The mean alpha diversity of skin microbiota was slightly higher in post-antibiotic acne patients compared to controls and pre-antibiotic acne patients, indicating no significant skin microbial dysbiosis, generally marked by decreased alpha diversity, between any participant communities. The response of the skin microbiota to antibiotics has been shown to be subject to intrapersonal variability27. Establishing a clear relationship between antibiotic treatment and skin microbial dysbiosis may require more participants than were sampled in this preliminary study. Alpha diversity of gut microbiota was similar across all participant groups, likewise demonstrating no significant gut dysbiosis in our acne participants before or after antibiotics. Investigation of beta diversity of skin microbiota demonstrated no significant similarities across participant groups. Beta diversity of gut microbiota, however, demonstrated statistically significant similarity between the ecological diversity of members within each participant community (controls, cases at baseline, and cases after 4 weeks of antibiotics). This demonstrates that the ecological community of the gut microbiota in acne patients is more affected by antibiotic treatment than it is by the identity of the participant.
While no species were enriched in the gut following antibiotics, the skin microbiota was enriched in probiotics Bifidobacterium longum and Leuconostoc mesenteroides. B. longum is a probiotic species colonizing the human gut28. Enrichment of the gut microbiota with B. longum has been associated with reduced depression scores in irritable bowel syndrome patients29 and reduced daily stress and improved memory in healthy volunteers30. L. mesenteroides is a probiotic lactic acid bacteria widely used in dairy fermentation31 that produces an exopolysaccharide immunostimulant that enhances mucosal immunoglobulin A (IgA) production32 and inhibits several inflammatory mediators such as nuclear factor-kappa B (NF-κB) that may have a role in acne33,34. NF-κB is a transcription factor that promotes the transcription of proinflammatory cytokines. Certain strains of C. acnes are known to provoke significant inflammation in acne. C. acnes directly induces the activation of NF-κB, which upregulates expression of proinflammatory interleukin-8 (IL-8).
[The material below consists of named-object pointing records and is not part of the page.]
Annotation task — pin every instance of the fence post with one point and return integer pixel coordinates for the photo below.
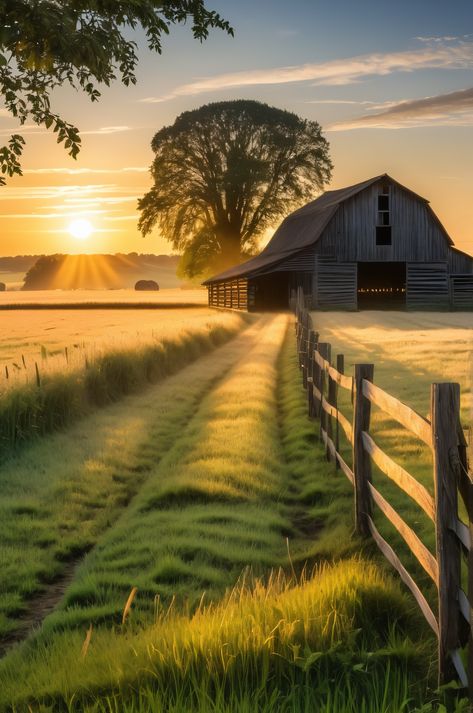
(310, 371)
(325, 351)
(341, 370)
(361, 459)
(304, 350)
(445, 414)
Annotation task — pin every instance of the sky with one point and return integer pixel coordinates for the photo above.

IL-8 is a neutrophilic chemokine that promotes the significant neutrophilic infiltration observed in inflammatory acne35. Enrichment of the skin microbiota with L. mesenteroides and its subsequent inhibition of C. acnes-induced inflammatory signaling pathways may therefore be involved in the anti-inflammatory properties of minocycline in acne.
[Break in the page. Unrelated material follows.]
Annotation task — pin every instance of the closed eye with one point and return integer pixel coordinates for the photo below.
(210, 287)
After antibiotics, the skin microbiota was depleted in Staphylococcus epidermidis and Prevotella nigrescens. S. epidermidis is a biofilm-producing gram-positive coccus that colonizes normal human skin and has been shown to inhibit C. acnes growth36 and C. acnes-induced inflammation in the skin37. P. nigrescens is a black-pigmented rod found in the oral cavity that is a predominant organism in gingivitis38. It is unclear whether depletion of these organisms with antibiotics is coincidental or beneficial in acne treatment.
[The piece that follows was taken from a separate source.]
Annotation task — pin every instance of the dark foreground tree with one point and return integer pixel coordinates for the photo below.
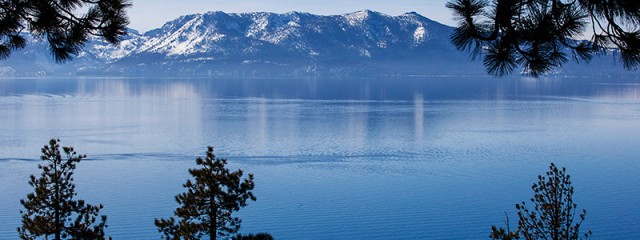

The gut microbiome in acne patients, at baseline relatively enriched in the phylum Bacteroidetes compared to controls, underwent a statistically significant increase in Bacteroidetes levels following antibiotic treatment. Enrichment with Bacteroidetes has been suggested as the “enterotype” of the Western diet14,15,16,17, and this finding has been shown to be more common in acne patients than in acne-free controls13. The role of diet in acne has long been under investigation. A high-protein, low glycemic-load diet has been associated with a decrease in total acne lesion counts compared to a conventional Western high glycemic-load diet39. It has been suggested that the increase in Bacteroidetes in the gut microbiome in individuals consuming a Western diet is therefore associated with the development of acne lesions13. We found that treatment of acne with antibiotics did not return Bacteroidetes abundance down to the level that is present in acne-free controls; on the contrary, Bacteroidetes was significantly enriched following antibiotics. This important finding suggests that, while the gut microbiome in acne patients differs from that of acne-free controls, it is not the enrichment with Bacteroidetes that is directly correlated with the presence of acne lesions. The association between the Western diet and the enrichment of the gut microbiota with Bacteroidetes may therefore be coincidental, rather than causal, in the development of acne in the absence of antibiotic therapy.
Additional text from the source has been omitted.